23.10.2010. Warszawa (PAP) - 24 października 1980 r. Sąd Wojewódzki w Warszawie wpisał do rejestru związków NSZZ "Solidarność", wnosząc jednak do jego statutu klauzulę o kierowniczej roli PZPR i skreślajac zapis o prawie do strajku. Tamte dni wspomina senator Jan Rulewski, b. szef regionu bydgoskiego "S".
24 października 1980 r. podczas sprawy rejestracyjnej NSZZ "S" w stołecznym sądzie Rulewski siedział w pierwszej ławie z przywódcą "Solidarności" Lechem Wałęsą i doradcą ruchu Tadeuszem Mazowieckim.
Rulewski w rozmowie z PAP podkreśla, że związkowcy, byli nie tylko oburzeni faktem, że do statutu wpisano kierowniczą rolę partii, ale także i tym, iż sędzia dokonał tego samowolnie. "To oznaczało, że sześciomilionowy związek jest zdany na humory i kaprysy sędziego. Przeciw temu protestowaliśmy" - opowiada.
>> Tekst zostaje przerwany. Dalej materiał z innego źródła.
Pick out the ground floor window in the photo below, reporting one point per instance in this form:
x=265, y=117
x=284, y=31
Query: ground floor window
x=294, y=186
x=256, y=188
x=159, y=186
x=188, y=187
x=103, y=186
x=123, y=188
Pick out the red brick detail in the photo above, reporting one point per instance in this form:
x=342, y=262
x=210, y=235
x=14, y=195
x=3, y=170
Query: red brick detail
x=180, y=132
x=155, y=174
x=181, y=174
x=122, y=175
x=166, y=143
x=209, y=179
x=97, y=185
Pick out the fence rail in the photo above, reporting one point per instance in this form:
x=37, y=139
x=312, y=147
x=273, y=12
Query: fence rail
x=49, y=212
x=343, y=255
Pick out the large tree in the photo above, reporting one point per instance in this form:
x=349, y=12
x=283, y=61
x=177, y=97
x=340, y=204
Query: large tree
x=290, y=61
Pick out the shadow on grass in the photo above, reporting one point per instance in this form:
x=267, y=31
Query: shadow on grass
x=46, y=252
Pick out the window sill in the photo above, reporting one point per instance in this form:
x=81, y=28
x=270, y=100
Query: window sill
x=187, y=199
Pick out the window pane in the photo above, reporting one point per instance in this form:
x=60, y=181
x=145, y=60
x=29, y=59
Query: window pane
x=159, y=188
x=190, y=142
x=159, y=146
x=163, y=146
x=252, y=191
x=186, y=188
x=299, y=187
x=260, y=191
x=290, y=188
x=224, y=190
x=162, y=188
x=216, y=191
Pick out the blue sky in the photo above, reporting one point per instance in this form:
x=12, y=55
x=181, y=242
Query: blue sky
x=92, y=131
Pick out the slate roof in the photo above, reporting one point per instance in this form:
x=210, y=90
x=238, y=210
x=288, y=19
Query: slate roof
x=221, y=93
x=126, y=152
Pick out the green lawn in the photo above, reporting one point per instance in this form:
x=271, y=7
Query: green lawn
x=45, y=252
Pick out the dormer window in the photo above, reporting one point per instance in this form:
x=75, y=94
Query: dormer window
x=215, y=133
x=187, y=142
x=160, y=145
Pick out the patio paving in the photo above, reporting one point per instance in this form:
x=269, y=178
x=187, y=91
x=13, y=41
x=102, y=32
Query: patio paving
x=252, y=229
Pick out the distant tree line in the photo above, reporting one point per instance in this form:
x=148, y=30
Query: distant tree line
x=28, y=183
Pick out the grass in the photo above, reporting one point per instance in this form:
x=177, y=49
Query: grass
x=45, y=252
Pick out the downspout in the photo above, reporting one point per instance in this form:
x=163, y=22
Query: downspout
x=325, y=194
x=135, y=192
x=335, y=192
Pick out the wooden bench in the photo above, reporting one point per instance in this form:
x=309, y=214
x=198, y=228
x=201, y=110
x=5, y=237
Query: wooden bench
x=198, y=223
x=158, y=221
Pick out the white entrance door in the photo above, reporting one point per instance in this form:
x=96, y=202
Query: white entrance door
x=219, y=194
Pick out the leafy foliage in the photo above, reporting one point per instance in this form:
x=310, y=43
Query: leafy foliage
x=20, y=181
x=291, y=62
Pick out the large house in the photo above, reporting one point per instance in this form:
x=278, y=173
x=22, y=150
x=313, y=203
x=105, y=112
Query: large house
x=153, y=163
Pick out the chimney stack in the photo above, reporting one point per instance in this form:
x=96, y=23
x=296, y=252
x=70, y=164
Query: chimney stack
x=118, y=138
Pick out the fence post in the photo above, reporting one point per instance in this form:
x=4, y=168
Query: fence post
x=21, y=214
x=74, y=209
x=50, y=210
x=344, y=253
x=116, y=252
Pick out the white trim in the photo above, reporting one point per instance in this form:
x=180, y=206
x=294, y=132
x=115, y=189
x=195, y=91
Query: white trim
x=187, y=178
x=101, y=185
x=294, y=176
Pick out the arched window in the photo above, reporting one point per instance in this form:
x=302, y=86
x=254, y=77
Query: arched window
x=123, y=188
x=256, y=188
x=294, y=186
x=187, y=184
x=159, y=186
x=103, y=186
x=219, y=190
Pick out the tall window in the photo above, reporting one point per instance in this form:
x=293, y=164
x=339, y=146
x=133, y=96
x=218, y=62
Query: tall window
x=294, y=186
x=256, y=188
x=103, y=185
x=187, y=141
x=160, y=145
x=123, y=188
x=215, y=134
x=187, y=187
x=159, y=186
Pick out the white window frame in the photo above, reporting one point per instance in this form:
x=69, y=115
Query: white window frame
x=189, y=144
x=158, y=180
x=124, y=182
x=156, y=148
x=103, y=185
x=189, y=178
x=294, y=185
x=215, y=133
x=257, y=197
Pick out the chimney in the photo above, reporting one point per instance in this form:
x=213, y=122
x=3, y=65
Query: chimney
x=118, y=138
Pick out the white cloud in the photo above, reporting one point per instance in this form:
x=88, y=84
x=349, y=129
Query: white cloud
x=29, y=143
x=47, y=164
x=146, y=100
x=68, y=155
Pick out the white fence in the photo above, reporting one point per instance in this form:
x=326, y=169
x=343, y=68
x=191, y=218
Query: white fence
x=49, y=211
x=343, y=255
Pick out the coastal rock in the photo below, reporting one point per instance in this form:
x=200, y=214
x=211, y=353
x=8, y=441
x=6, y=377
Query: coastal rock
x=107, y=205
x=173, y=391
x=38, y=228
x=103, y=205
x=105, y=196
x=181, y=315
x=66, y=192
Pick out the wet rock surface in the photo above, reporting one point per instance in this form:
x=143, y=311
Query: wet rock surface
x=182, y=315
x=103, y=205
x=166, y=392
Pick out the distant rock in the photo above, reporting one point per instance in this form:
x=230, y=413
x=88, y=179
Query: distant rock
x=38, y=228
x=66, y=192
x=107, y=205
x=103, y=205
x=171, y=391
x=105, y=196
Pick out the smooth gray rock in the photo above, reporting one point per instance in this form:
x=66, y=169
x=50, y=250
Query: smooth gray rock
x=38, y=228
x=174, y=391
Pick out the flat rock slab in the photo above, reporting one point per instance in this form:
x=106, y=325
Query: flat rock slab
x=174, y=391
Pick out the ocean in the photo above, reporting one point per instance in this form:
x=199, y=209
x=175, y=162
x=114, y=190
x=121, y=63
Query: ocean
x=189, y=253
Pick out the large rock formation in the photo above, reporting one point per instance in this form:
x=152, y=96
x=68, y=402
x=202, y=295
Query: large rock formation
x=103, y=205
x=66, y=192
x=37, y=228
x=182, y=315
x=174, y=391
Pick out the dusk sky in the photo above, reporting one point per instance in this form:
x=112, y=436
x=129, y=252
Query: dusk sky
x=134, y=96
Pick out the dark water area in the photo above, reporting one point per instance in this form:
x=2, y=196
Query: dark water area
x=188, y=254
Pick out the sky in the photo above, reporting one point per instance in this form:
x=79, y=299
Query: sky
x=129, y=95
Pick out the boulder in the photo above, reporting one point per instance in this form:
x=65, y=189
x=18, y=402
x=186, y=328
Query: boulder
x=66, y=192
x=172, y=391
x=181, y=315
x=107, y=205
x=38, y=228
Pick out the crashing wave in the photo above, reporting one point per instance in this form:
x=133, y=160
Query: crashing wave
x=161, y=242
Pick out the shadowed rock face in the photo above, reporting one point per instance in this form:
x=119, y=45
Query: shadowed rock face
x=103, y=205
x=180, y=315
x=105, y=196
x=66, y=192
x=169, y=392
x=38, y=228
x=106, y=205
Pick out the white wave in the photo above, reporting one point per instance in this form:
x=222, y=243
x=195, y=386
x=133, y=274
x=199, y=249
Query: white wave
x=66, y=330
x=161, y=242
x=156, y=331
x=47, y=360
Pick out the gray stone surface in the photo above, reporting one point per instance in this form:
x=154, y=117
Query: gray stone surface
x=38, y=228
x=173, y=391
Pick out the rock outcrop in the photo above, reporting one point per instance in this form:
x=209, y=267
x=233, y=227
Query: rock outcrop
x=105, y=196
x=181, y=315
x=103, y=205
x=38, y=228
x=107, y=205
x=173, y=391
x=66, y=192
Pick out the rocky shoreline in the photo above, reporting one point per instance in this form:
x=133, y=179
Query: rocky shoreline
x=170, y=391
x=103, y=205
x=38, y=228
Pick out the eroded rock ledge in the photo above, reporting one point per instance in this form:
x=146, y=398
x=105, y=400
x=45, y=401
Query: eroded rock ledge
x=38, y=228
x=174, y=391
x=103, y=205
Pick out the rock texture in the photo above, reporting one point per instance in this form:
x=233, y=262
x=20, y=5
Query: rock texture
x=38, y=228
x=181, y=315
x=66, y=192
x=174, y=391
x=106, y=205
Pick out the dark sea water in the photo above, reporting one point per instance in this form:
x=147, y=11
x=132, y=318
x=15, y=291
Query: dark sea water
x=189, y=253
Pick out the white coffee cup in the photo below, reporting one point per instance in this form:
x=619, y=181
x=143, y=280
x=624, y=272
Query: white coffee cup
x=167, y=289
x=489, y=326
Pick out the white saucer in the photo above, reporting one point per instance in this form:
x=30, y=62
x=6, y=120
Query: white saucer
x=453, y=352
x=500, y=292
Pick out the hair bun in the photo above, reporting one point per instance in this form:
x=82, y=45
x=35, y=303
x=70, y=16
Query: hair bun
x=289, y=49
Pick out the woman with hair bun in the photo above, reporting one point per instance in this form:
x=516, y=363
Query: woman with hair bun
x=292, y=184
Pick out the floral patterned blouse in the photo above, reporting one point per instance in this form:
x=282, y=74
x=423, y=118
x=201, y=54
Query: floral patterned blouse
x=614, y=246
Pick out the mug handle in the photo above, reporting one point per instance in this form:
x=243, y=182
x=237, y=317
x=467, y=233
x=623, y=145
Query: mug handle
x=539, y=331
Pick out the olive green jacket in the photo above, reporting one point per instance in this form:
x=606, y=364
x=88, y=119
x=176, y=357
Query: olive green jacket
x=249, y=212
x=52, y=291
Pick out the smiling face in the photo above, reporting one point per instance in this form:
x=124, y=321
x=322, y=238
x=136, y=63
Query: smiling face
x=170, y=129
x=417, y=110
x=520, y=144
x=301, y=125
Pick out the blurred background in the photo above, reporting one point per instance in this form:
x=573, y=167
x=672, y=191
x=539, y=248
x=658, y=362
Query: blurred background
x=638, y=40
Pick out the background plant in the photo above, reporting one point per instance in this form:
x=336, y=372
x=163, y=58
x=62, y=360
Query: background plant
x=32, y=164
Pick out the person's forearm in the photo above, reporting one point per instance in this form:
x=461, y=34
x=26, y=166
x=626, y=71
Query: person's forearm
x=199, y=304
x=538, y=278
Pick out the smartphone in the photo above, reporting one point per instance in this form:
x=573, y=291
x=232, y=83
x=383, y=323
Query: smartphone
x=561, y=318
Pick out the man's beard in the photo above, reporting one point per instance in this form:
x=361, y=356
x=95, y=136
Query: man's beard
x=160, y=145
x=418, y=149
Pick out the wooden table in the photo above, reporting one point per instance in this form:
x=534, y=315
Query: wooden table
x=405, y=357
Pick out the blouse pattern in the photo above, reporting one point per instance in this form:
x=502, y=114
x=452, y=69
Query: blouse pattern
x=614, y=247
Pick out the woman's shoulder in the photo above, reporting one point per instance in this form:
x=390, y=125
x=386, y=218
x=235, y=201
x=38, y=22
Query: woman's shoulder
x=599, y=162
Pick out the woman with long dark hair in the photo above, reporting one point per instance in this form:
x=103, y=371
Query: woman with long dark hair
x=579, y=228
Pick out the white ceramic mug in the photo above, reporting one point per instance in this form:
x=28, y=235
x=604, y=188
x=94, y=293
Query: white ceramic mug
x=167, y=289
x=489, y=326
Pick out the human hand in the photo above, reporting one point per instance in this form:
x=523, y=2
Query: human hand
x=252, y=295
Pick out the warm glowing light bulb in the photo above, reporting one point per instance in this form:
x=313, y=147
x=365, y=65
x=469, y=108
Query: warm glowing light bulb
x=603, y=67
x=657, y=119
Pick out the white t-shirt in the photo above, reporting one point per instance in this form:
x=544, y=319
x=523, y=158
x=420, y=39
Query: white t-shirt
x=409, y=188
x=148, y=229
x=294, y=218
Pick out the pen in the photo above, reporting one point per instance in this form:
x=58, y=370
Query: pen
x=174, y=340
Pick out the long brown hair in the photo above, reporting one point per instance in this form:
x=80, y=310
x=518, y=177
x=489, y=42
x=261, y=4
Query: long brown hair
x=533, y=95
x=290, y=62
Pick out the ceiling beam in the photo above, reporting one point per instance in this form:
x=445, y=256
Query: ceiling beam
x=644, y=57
Po ogłoszeniu wyroku Krajowa Komisja Porozumiewawcza "S" w specjalnym oświadczeniu ogłosiła oficjalny protest i zapowiedziała odwołanie do Sądu Najwyższego.
"Zostaliśmy postawieni pod ścianą. Byliśmy w takiej sytuacji: albo +kierownicę+ (kierowniczą rolę PZPR - przyp. PAP) przyjmujemy, albo grozi nam wejście w konflikt polityczny, którego mogą nie zrozumieć inni członkowie związku zabiegający o realizację tych bardziej materialnych zapisów porozumienia gdańskiego" - wspomina Rulewski.
Działacze "Solidarności" z Wałęsą na czele podjęli negocjacje z ówczesnymi władzami. 31 października przyjął ich w Warszawie premier Józef Pińkowski. Przed spotkaniem, a także i później w gronie kierowniczym "S" toczyły się dyskusje na temat możliwości pójścia na kompromis.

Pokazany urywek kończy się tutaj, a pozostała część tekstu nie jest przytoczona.